(Java) Notes --- Analysis of the underlying principles of HashMap and HashMap interview questions

content

1. Implemented interface

2. Default initial value

1. Default initial capacity

2. Default maximum capacity

3. Default Load Factor

3. Interconversion between linked list and red-black tree

4. The structure of the linked list in the hash bucket

5. Hash function

6. Expansion

7. Commonly used methods in HashMap

1. Constructor

2. Find, get the value according to the key

3. Check if the key exists 

4. Insert

5. Delete

8. HashMap FAQ


1. Implemented interface

The bottom layer implements Map, clone, serialization interfaces

2. Default initial value

1. Default initial capacity

2^4 = 16, when no initial capacity is given, the capacity defaults to 16

2. Default maximum capacity

The default maximum capacity is 2^30 

3. Default Load Factor

The default load factor is 0.75, the number of effective elements / table capacity = load factor

3. Interconversion between linked list and red-black tree

The hash bucket stores the linked list nodes, but under certain conditions, the linked list and the red-black tree will be converted into each other.

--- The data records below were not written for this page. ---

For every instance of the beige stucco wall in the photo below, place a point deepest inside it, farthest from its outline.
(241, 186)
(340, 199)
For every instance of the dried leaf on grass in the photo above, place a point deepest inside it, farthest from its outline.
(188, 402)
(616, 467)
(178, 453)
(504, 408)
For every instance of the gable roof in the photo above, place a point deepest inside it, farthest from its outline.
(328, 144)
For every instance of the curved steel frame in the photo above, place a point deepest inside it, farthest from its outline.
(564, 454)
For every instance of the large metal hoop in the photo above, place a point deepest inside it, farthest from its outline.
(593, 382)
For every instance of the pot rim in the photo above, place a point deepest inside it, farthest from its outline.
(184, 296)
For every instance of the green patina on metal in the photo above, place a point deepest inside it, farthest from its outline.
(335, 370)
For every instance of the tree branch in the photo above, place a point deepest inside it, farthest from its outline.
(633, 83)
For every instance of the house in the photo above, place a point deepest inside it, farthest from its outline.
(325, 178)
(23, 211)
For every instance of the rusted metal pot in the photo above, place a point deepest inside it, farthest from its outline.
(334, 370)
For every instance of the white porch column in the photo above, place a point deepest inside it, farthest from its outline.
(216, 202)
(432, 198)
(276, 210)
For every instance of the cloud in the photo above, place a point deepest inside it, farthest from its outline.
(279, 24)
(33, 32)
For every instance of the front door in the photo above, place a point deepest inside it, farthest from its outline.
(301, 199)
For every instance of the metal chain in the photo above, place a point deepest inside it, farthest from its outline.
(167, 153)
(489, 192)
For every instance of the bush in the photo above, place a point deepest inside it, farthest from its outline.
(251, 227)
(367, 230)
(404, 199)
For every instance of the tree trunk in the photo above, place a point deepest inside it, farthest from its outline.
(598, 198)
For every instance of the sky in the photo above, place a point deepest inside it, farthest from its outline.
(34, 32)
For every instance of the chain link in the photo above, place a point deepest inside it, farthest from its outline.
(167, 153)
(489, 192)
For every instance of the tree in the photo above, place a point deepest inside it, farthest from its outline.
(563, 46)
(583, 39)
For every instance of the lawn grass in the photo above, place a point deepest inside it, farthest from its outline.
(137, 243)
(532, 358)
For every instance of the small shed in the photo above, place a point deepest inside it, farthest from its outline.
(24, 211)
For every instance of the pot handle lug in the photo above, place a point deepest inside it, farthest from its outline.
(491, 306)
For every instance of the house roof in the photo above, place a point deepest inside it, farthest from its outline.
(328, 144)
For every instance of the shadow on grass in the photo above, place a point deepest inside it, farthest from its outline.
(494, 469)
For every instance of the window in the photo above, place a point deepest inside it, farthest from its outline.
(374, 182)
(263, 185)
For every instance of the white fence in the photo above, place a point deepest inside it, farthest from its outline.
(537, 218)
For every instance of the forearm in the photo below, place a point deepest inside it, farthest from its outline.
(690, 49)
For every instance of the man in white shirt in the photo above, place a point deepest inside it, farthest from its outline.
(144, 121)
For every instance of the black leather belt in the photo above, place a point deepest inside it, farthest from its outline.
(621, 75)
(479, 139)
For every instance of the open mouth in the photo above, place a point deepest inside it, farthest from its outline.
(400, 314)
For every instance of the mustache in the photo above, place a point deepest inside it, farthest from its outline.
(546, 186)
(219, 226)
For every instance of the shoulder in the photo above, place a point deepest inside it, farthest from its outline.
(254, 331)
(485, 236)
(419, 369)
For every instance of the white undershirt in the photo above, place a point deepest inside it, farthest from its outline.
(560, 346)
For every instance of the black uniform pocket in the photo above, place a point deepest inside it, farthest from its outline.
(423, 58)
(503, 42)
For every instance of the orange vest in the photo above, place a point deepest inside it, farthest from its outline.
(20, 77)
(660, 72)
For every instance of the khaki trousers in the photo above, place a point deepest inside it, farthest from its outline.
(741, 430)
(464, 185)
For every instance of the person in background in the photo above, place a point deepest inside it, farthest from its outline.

If the number of linked list nodes in each bucket exceeds 8, the linked list will be converted into a red-black tree

When the number of nodes in the red-black tree is less than 6, the red-black tree will degenerate into a linked list

If the number of nodes in a linked list in the hash bucket exceeds 8, and the number of buckets exceeds 64, the linked list will be converted into a red-black tree, otherwise the capacity will be directly expanded 

4. The structure of the linked list in the hash bucket

//HashMap将其底层链表中的节点封装为静态内部类
//节点中带有key,value键值对以及key所对应的哈希值
static class Node<K,V> implements Map.Entry<K,V> {
        final int hash;   //节点的哈希值
        final K key;
        V value;
        Node<K,V> next;

        Node(int hash, K key, V value, Node<K,V> next) {
            this.hash = hash;
            this.key = key;
            this.value = value;
            this.next = next;
        }

        public final K getKey()        { return key; }
        public final V getValue()      { return value; }
        public final String toString() { return key + "=" + value; }
        
        //重写Object类中hashcode()方法
        public final int hashCode() {
            return Objects.hashCode(key) ^ Objects.hashCode(value);
        }

        public final V setValue(V newValue) {
            V oldValue = value;
            value = newValue;
            return oldValue;
        }
        
        //重写Object类中equals方法
        public final boolean equals(Object o) {
            if (o == this)
                return true;
            if (o instanceof Map.Entry) {
                Map.Entry<?,?> e = (Map.Entry<?,?>)o;
                if (Objects.equals(key, e.getKey()) &&
                    Objects.equals(value, e.getValue()))
                    return true;
            }
            return false;
        }
    }

5. Hash function

Convert the key to an integer number, and then use this number to divide the remainder method to calculate the position of the bucket 

Parse:

1. If key is null, return bucket 0.

2. If the key is not null, the hash code corresponding to the key is returned. If the key is a custom type, the hashcode() method in the Object class must be rewritten.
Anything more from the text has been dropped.